Sunday, October 24, 2010

Open Road Travel Trailers

crystal


Who needs all this talk. This

analyze, understand all this, the emotions flayed to see them naked and raw, perhaps all this wrong all the time, punish himself, think again, carry out, however, feel that float on clouds of questions and are deposited as tea leaves on the bottom of the cup.

Downstairs, in the blind alley where I live, cars parked car radio turned on and with people whispering. Puddles of icy water that reflect light blades twisted. The police cars and road that fall neatly into barracks.

In the silence of the night between Saturday and Sunday I did the hardest thing in the world. I removed the boxes from the cd and I have placed all in the library, one by one, a year after the move.

After completing the transaction, at 4:38 am, I knew for sure why I waited so long to decide to take this step. Letters, cards, photos, dates, words that jumped out like confetti from a bag, totally uncontrolled and totally unexpected. Stuff that has not yet found a place in this house, which perhaps do not find it. Stuff that has no place anywhere: no one knows it and the few who know do not remember it, then who needs to re-read, to understand and bare all? And if you do not need, what to do with the disproportionate amount of memories that are already lost, because it impossible to share?

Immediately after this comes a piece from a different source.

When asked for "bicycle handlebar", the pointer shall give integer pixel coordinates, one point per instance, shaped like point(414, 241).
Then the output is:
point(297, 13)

In the end, there it is, the library filled with colored discs that I dreamed of for years. All dusted and sorted alphabetically. All: uncensored, with no provisions whatsoever. A journey that began in 2001, when I was given my first CD player.

All that was not music, cleaned, piled, and locked inside a box I put it in the end in a top shelf. A kind of middle ground of judgments suspended. Then I sat back and I started to read the new novel Byatt.

that moment I thought I liked, and I was exhausted.

Brava blonde.

The dust that accumulated and taken off with the duvet, it flew out the window as it should. I swallowed me.